User K values statistics (MAX_K=100):
  Min K: 4
  Max K: 100
  Mean K: 24.74
  Median K: 14.00

Cold users (≤10 interactions): 0 (0.0%)
Users with K=MAX_K: 41 (6.1%)


In [4]:
# Train/Val/Test Split (70/15/15)
# 핵심 변경: Rating >= 4인 edge만 Val/Test로 분할
# Rating < 4인 edge는 모두 Train에 포함 (그래프 학습용)

train_data, val_data, test_data = [], [], []
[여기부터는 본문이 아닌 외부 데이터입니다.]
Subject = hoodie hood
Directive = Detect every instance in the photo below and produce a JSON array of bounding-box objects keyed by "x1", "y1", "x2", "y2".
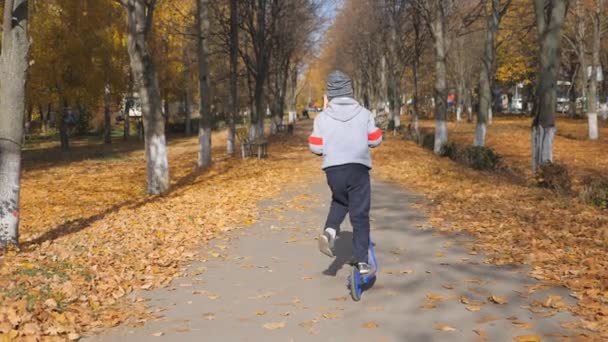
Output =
[{"x1": 324, "y1": 97, "x2": 364, "y2": 122}]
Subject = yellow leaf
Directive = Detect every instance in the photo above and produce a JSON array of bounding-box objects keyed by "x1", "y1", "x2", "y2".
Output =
[
  {"x1": 361, "y1": 321, "x2": 379, "y2": 329},
  {"x1": 433, "y1": 323, "x2": 456, "y2": 331},
  {"x1": 466, "y1": 305, "x2": 481, "y2": 312},
  {"x1": 263, "y1": 322, "x2": 287, "y2": 330},
  {"x1": 488, "y1": 295, "x2": 509, "y2": 305},
  {"x1": 513, "y1": 335, "x2": 540, "y2": 342}
]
for user_idx in range(n_users):
    user_df = df[df['user_idx'] == user_idx]
    
    # 좋은 구매 (rating >= 4)와 나쁜 구매 분리
    good_purchases = user_df[user_df['rating'] >= GOOD_RATING_THRESHOLD][['user_idx', 'item_idx', 'rating']]
    bad_purchases = user_df[user_df['rating'] < GOOD_RATING_THRESHOLD][['user_idx', 'item_idx', 'rating']]
    
    # 나쁜 구매는 모두 Train에 포함 (그래프 학습용, 평가 X)
    if len(bad_purchases) > 0:
        train_data.append(bad_purchases[['user_idx', 'item_idx']])
    
    # 좋은 구매만 Train/Val/Test로 분할
    n_good = len(good_purchases)
    
    if n_good >= 3:
        good_purchases = good_purchases.sample(frac=1, random_state=SEED).reset_index(drop=True)
        train_end = int(0.7 * n_good)
        val_end = train_end + int(0.15 * n_good)
        
        train_end = max(1, train_end)
        val_end = max(train_end + 1, val_end)
        
        train_data.append(good_purchases.iloc[:train_end][['user_idx', 'item_idx']])
        val_data.append(good_purchases.iloc[train_end:val_end][['user_idx', 'item_idx']])
        test_data.append(good_purchases.iloc[val_end:][['user_idx', 'item_idx']])
    elif n_good == 2:
        good_purchases = good_purchases.sample(frac=1, random_state=SEED).reset_index(drop=True)
        train_data.append(good_purchases.iloc[:1][['user_idx', 'item_idx']])
        val_data.append(good_purchases.iloc[1:][['user_idx', 'item_idx']])
    elif n_good == 1:
        train_data.append(good_purchases[['user_idx', 'item_idx']])
    # n_good == 0: 좋은 구매 없음, train graph에만 나쁜 구매 포함

train_df = pd.concat(train_data, ignore_index=True)
val_df = pd.concat(val_data, ignore_index=True) if val_data else pd.DataFrame(columns=['user_idx', 'item_idx'])
test_df = pd.concat(test_data, ignore_index=True) if test_data else pd.DataFrame(columns=['user_idx', 'item_idx'])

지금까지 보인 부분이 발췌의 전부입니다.